If the age counts for anything, the Vaudois are justified in their claim to be considered one of the oldest churches in Europe. Long before the conquest of England by the Normans, before the time of Wallace and Bruce in Scotland, before England had planted its foot in Ireland, the Vaudois Church existed. Their remoteness, their poverty, and their comparative unimportance as a people, for a long time protected them from interference; and for centuries they remained unnoticed by Rome. But as the Western Church extended its power, it became insatiable for uniformity. It would not tolerate the independence which characterized the early churches, but aimed at subjecting them to the exclusive authority of Rome.

The Vaudois, however, persisted in repudiating the doctrines and formularies of the Pope. When argument failed, the Church called the secular arm to its aid, and then began a series of persecutions, extending over several centuries, which, for brutality and ferocity, are probably unexampled in history. To crush this unoffending but faithful people, Rome employed her most irrefragable arguments—the curses of Lucius and the horrible cruelties of Innocent—and the "Vicar of Christ" bathed the banner of the Cross in a carnage from which the wolves of Romulus and the eagles of Cæsar would have turned with loathing.

Long before the period of the Reformation, the Vaudois valleys were ravaged by fire and sword because of the alleged heresy of the people. Luther was not born until 1483; whereas nearly four centuries before, the Vaudois were stigmatized as heretics by Rome. As early as 1096, we find Pope Urban II. describing Val Louise, one of the Dauphiny valleys—then called Vallis Gyrontana, from the torrent of Gyr, which flows through it—as "infested with heresy." In 1179, hot persecution raged all over Dauphiny, extending to the Albigeois of the South of France, as far as Lyons and Toulouse; one of the first martyrs being Pierre Waldo, or Waldensis,[94] of Lyons, who was executed for heresy by the Archbishop of Lyons in 1180.

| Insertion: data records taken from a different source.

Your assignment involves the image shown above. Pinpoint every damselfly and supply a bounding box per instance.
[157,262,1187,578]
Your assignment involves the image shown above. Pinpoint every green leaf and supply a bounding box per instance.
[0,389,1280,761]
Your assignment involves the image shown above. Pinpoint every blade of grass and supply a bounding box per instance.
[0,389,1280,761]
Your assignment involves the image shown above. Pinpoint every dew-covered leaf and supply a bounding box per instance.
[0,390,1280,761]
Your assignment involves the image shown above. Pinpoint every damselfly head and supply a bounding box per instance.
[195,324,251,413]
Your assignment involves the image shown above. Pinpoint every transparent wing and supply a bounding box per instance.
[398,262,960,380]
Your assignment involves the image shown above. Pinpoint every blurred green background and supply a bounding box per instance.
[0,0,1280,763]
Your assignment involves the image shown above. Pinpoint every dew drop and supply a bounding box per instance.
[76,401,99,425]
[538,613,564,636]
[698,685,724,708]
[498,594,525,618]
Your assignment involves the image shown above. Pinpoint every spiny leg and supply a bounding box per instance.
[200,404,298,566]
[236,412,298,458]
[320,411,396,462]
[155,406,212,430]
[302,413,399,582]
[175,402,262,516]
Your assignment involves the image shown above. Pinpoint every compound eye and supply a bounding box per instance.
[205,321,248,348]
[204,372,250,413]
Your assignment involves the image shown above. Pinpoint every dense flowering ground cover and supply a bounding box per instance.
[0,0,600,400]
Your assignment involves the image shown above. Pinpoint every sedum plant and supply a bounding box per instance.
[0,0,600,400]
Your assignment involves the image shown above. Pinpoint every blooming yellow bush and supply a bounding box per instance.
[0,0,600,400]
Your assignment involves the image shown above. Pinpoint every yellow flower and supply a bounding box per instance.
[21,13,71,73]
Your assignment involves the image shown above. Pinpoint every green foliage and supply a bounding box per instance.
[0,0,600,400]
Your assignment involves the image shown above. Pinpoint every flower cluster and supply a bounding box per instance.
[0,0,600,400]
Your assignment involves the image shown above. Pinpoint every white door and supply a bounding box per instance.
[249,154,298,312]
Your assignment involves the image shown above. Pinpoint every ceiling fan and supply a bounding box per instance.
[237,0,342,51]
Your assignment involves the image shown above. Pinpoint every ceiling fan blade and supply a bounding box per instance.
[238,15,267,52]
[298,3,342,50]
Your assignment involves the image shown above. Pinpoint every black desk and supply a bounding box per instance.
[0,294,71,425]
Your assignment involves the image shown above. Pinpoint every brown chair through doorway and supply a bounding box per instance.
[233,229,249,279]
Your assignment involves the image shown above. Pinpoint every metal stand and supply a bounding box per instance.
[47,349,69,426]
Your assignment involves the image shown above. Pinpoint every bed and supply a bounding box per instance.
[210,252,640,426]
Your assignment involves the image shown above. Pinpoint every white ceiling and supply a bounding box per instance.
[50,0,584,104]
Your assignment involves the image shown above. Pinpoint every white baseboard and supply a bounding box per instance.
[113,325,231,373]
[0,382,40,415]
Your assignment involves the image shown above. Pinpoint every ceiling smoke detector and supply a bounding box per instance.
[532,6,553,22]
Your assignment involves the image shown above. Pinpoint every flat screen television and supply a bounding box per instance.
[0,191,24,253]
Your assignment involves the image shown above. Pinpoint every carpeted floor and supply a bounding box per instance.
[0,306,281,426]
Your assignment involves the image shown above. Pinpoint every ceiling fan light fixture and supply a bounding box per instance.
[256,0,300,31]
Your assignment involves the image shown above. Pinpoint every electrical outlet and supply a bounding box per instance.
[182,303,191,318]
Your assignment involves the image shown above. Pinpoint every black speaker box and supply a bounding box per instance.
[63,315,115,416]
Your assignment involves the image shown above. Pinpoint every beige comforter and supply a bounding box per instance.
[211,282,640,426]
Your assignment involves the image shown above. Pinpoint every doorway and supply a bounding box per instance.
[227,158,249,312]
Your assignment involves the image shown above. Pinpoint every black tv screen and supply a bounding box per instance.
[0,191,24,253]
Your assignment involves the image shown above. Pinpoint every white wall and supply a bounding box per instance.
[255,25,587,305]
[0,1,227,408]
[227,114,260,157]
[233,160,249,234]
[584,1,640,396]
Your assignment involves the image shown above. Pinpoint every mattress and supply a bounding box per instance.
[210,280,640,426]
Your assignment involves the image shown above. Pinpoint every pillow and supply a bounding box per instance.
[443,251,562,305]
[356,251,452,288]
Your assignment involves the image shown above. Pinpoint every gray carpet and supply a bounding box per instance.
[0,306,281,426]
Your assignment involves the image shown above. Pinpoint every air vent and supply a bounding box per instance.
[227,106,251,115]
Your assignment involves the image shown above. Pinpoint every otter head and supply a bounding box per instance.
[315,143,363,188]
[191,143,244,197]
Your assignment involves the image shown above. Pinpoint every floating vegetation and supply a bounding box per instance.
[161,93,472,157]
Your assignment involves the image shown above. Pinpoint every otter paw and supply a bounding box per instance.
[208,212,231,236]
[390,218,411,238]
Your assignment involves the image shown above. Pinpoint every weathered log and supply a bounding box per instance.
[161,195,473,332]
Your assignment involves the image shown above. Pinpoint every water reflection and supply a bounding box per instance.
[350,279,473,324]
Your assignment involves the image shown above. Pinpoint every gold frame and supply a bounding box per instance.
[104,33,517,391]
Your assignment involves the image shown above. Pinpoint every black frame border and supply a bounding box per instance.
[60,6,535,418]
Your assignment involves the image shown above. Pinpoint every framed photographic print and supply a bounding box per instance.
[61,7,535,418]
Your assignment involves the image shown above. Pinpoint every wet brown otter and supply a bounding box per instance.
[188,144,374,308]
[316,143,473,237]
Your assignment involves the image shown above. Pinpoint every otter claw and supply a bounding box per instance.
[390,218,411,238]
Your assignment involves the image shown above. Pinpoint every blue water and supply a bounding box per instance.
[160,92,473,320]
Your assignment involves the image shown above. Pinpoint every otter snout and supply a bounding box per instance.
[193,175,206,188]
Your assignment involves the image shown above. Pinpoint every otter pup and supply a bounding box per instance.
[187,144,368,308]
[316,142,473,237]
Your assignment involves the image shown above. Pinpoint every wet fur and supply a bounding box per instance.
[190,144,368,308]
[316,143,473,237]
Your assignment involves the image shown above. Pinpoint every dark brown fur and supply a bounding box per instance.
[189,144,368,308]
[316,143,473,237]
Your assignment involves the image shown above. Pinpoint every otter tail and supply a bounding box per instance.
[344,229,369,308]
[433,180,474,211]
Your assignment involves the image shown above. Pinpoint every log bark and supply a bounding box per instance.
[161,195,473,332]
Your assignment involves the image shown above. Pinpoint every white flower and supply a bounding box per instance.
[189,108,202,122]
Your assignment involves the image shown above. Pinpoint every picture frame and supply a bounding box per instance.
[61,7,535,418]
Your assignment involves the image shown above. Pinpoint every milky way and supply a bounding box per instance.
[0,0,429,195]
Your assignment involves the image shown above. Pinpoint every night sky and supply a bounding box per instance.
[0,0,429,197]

Of one of the early persecutions, an ancient writer says: "In the year 1243, Pope Innocent II. ordered the Bishop of Metz rigorously to prosecute the Vaudois, especially because they read the sacred books in the vulgar tongue."[95] From time to time, new persecutions were ordered, and conducted with ever-increasing ferocity—the scourge, the brand, and the sword being employed by turns. In 1486, while Luther was still in his cradle, Pope Innocent VIII. issued a bull of extermination against the Vaudois, summoning all true Catholics to the holy crusade, promising free pardon to all manner of criminals who should take part in it, and concluding with the promise of the remission of sins to every one who should slay a heretic.[96] The consequence was, the assemblage of an immense horde of brigands, who were let loose on the valleys of Dauphiny and Piedmont, which they ravaged and pillaged, in company with eighteen thousand regular troops, jointly furnished by the French king and the Duke of Savoy.